# Slingshot tournaments



## TxUSMC (Oct 19, 2017)

I'm new here but I'm really old everywhere else!

I live in North Texas and was wondering how to get tournament information in my area/region. Are their schedules posted...rules, etc.


----------



## Grandpa Grumpy (Apr 21, 2013)

http://slingshotforum.com/forum/24-regional-events/


----------



## TxUSMC (Oct 19, 2017)

Thanks, Grumpy. I see we don't really have anything going here in the Lone star state. I figured with Bill Hays being in Central Texas it would be more active. I will keep an ear to the ground for info though.


----------



## Jolly Roger (Aug 14, 2017)

All you need to do is find a venue and announce the date and the next tournament is yours to run.


----------



## Grandpa Grumpy (Apr 21, 2013)

I think just about all U.S. tournaments are done for the this year. Start checking again early next year.


----------



## TxUSMC (Oct 19, 2017)

Jolly Roger I'd have to actually attend a tournament before i sponsored one. Just trying to find one within a couple hundred miles. guess will wait for spring!


----------



## Jolly Roger (Aug 14, 2017)

TxUSMC said:


> Jolly Roger I'd have to actually attend a tournament before i sponsored one. Just trying to find one within a couple hundred miles. guess will wait for spring!

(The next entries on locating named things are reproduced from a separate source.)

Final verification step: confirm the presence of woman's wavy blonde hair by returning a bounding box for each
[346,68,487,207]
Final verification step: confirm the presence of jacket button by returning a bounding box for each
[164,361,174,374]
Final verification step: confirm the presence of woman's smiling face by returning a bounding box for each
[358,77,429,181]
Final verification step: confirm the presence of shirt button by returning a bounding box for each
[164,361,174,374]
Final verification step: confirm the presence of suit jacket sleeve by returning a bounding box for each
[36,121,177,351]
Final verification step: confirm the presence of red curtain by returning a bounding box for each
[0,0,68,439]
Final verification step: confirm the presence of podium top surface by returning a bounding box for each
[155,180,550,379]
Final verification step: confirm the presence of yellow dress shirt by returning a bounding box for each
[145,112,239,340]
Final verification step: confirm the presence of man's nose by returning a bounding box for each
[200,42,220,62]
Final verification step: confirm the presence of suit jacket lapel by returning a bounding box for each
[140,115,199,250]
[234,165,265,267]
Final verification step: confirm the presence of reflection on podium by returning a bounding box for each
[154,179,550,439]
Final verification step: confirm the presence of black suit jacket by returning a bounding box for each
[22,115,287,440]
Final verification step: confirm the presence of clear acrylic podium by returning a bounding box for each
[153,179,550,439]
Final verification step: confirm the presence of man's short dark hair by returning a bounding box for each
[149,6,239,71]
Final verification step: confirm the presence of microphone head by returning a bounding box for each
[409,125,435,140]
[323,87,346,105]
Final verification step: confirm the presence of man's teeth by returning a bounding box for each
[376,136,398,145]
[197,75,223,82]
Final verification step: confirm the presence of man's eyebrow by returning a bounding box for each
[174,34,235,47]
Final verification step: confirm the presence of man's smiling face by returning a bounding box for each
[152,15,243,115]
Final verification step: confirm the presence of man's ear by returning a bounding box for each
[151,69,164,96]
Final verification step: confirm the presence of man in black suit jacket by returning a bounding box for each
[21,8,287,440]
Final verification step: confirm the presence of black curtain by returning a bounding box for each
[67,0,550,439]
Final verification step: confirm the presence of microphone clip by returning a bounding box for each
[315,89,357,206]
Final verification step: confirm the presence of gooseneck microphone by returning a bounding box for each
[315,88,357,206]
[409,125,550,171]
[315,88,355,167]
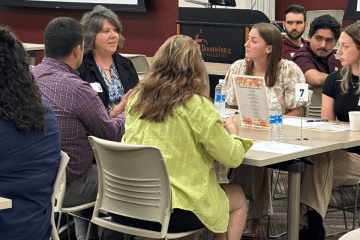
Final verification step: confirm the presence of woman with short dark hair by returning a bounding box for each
[77,5,139,115]
[0,27,61,240]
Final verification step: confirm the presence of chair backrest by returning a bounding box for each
[89,136,171,238]
[339,228,360,240]
[51,151,69,240]
[121,54,150,80]
[303,10,344,39]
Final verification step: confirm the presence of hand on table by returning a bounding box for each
[223,116,239,134]
[110,89,132,117]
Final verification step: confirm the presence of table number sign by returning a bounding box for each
[295,83,309,102]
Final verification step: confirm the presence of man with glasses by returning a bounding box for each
[293,14,340,86]
[282,4,308,60]
[293,14,341,113]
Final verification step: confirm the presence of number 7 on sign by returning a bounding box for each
[295,83,309,102]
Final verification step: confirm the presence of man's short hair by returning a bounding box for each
[44,17,84,59]
[309,14,341,41]
[284,4,306,22]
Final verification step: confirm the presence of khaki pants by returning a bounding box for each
[230,165,272,219]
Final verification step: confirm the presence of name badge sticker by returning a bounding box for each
[90,83,102,92]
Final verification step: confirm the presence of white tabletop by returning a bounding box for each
[23,43,45,51]
[235,114,360,240]
[237,115,352,167]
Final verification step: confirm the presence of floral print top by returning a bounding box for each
[98,62,125,109]
[225,59,306,115]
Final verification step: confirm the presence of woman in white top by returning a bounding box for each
[225,23,305,237]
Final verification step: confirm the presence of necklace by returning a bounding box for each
[350,77,355,88]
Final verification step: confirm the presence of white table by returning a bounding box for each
[23,43,45,66]
[236,115,360,240]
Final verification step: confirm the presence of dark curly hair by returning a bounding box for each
[309,14,341,42]
[0,27,47,134]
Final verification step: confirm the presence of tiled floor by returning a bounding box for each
[199,171,360,240]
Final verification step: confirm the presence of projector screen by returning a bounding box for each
[0,0,146,12]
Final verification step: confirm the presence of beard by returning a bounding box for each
[285,28,305,40]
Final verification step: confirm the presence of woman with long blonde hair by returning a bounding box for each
[225,23,305,238]
[114,35,252,240]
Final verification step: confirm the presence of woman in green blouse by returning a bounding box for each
[119,35,252,240]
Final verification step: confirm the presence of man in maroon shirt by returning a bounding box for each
[282,4,308,60]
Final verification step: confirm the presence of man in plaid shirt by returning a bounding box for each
[32,17,131,239]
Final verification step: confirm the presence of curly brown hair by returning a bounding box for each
[130,35,209,122]
[0,27,47,134]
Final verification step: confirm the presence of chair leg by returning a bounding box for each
[353,184,359,230]
[56,212,62,234]
[86,221,92,240]
[340,186,347,230]
[66,214,71,240]
[271,170,280,199]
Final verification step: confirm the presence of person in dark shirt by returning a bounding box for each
[293,14,340,115]
[300,23,360,240]
[31,17,131,240]
[281,4,308,60]
[293,14,340,86]
[0,27,61,240]
[77,5,139,113]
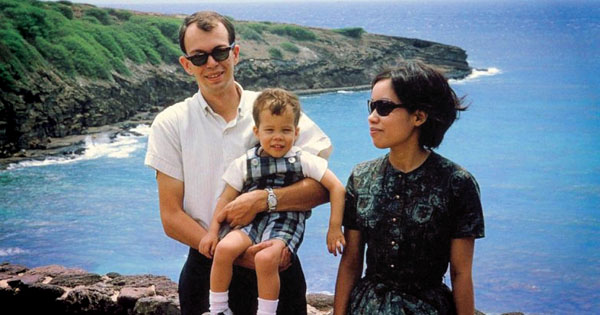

Make some phone calls, do some online and you tube research and go for it. First time out doesn't have to be perfect. Even call it a Slingshot Festival, or a Jamboree. Gotta be fun to just have a meet up and shoot get together. It doesn't have to be officially sanctioned. There is no slingshot governing board that mandates rules to be followed. Have some fun and see how many show up. Then ask them to help keep it organized.


----------



## VAshooter (Feb 10, 2015)

TxUSMC,

Welcome aboard Marine. Glad to have you on the forum. I notice you've met JR and GrampaGrumpy, you will meet lots of other members soon. I hope you get something going down there in Texas. Good luck.


----------